My husband looked at me and said, “write the fucking book.”

“But I need to learn more!” I told him.

“You’re a licensed psychotherapist who’s been treating binge eating disorder for more than ten years, you know a s**tload…” he told me, “sit down and write the book. You’re not writing the book for a bunch of scholars, you’re writing the book for a group of people who need help, and I don’t think they want to wait another seven years while you get your next PhD. Go write your book, people need to hear what you have to say… you can go get your PhD in neuroscience if you want, but don’t wait to write your book, just do it now. You have what you need inside of you.”

So I took all my fear and I wrote my over 300 page book. I guess I did have a lot to say!

But I was so nervous that I didn’t tell anyone that I wrote a book! Not my friends, not my Dad, not my family…

And then one day, after my book was released in 2014, I finally put a small note on my personal Facebook group. “Hey guys, guess what, I wrote a book! It was released today.”

And then I closed my computer because I was so nervous for putting myself out there…  I didn’t look at my Facebook page for many days because I was having a vulnerability meltdown. 

A few days later, I finally looked at Facebook and saw that so many of my friends had made these really positive comments, they shared my posting and they were all happy for me. I realized that this was just something that I had to practice, I had to push myself to get out there.
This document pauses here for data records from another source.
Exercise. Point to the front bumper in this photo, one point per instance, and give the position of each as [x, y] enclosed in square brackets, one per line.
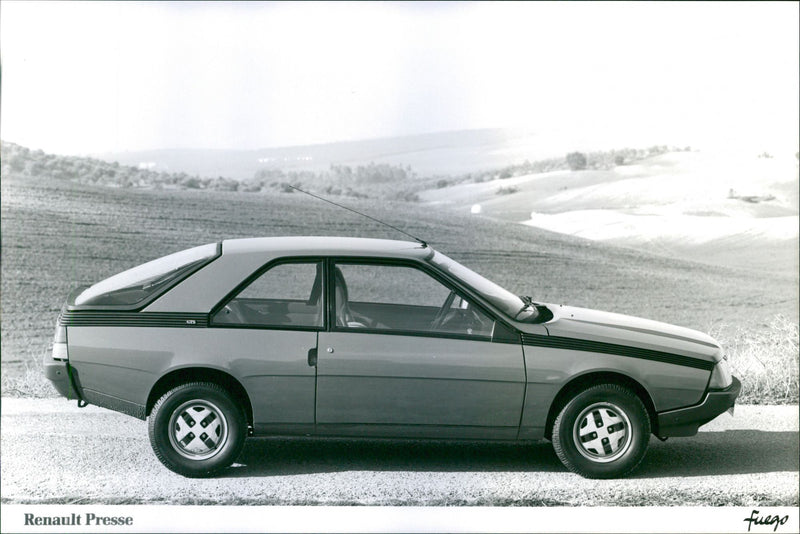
[685, 421]
[59, 373]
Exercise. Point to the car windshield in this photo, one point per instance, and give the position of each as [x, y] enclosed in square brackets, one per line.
[135, 285]
[506, 301]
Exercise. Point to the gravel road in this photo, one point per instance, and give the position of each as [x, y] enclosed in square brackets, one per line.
[53, 452]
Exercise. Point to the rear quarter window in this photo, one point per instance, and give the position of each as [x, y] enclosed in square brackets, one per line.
[136, 285]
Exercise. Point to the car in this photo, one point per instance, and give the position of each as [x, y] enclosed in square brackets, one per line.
[371, 338]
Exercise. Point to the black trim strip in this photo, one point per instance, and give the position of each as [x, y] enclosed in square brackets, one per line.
[566, 343]
[152, 319]
[646, 331]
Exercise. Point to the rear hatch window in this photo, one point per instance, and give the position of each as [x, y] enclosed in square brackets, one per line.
[149, 279]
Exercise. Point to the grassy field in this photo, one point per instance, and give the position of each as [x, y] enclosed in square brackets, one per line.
[57, 234]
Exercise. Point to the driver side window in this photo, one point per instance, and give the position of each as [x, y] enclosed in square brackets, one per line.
[402, 298]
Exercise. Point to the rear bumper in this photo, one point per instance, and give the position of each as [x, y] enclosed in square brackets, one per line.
[685, 421]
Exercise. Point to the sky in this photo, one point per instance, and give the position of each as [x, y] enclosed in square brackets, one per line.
[83, 78]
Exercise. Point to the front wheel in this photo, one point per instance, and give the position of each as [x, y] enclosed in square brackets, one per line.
[196, 429]
[602, 432]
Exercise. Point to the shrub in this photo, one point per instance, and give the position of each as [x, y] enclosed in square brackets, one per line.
[576, 161]
[507, 190]
[765, 358]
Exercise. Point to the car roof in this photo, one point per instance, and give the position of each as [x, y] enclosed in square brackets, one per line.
[326, 246]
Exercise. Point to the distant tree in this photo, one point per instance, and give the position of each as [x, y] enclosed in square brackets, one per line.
[576, 161]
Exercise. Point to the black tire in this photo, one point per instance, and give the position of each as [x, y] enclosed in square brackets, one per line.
[602, 432]
[177, 443]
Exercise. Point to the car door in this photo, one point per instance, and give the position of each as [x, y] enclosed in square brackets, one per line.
[268, 332]
[406, 355]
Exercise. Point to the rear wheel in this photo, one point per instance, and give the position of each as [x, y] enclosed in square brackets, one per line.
[196, 429]
[602, 432]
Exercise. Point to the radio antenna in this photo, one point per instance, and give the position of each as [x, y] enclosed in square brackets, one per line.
[415, 238]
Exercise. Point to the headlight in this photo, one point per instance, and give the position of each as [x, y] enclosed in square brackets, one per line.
[721, 375]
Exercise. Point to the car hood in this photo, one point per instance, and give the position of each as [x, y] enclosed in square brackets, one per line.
[606, 327]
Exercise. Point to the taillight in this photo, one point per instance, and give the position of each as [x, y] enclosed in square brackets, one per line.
[721, 375]
[60, 344]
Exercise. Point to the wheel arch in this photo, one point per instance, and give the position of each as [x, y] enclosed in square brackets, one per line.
[578, 383]
[184, 375]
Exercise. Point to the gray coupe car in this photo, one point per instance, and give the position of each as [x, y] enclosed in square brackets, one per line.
[348, 337]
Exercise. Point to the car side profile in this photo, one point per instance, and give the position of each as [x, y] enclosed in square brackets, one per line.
[370, 338]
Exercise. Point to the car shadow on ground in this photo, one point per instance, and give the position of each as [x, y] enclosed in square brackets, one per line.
[280, 457]
[732, 452]
[707, 454]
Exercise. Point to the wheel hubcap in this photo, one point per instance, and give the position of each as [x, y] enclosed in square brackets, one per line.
[198, 429]
[602, 432]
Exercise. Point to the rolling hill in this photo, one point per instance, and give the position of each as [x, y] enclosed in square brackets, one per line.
[725, 209]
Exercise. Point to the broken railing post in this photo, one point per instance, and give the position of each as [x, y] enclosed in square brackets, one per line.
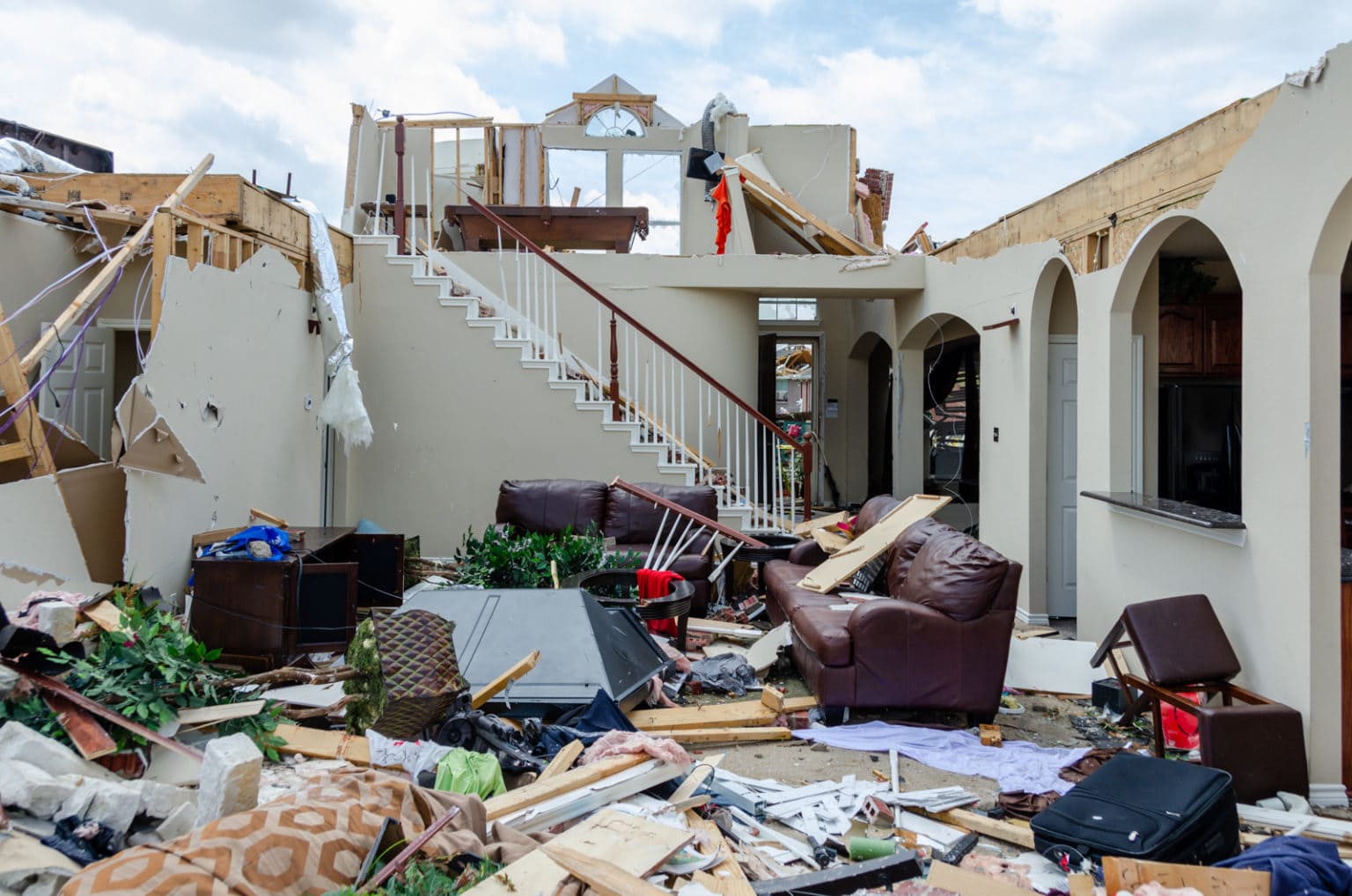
[614, 371]
[399, 186]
As an inherently painfully shy person, putting myself out there is not something that comes easily, but the more I practice, the less difficult it becomes.  

Success isn’t about never having fear, success is about being able to feel the fear and do it anyway. 

So how do you gain confidence?  You don’t wait, you walk into that vulnerable state, you put that bathing suit on no matter what you think your body looks like, you go to that job interview despite the fact that you don’t have that level of experience, you call that guy/girl even though you don’t think that you are “perfect enough,” for them… because life is too short to wait for confidence to come to you.

And the truth is, you might never be confident, but don’t let that stop you from having the life that you want and that you deserve.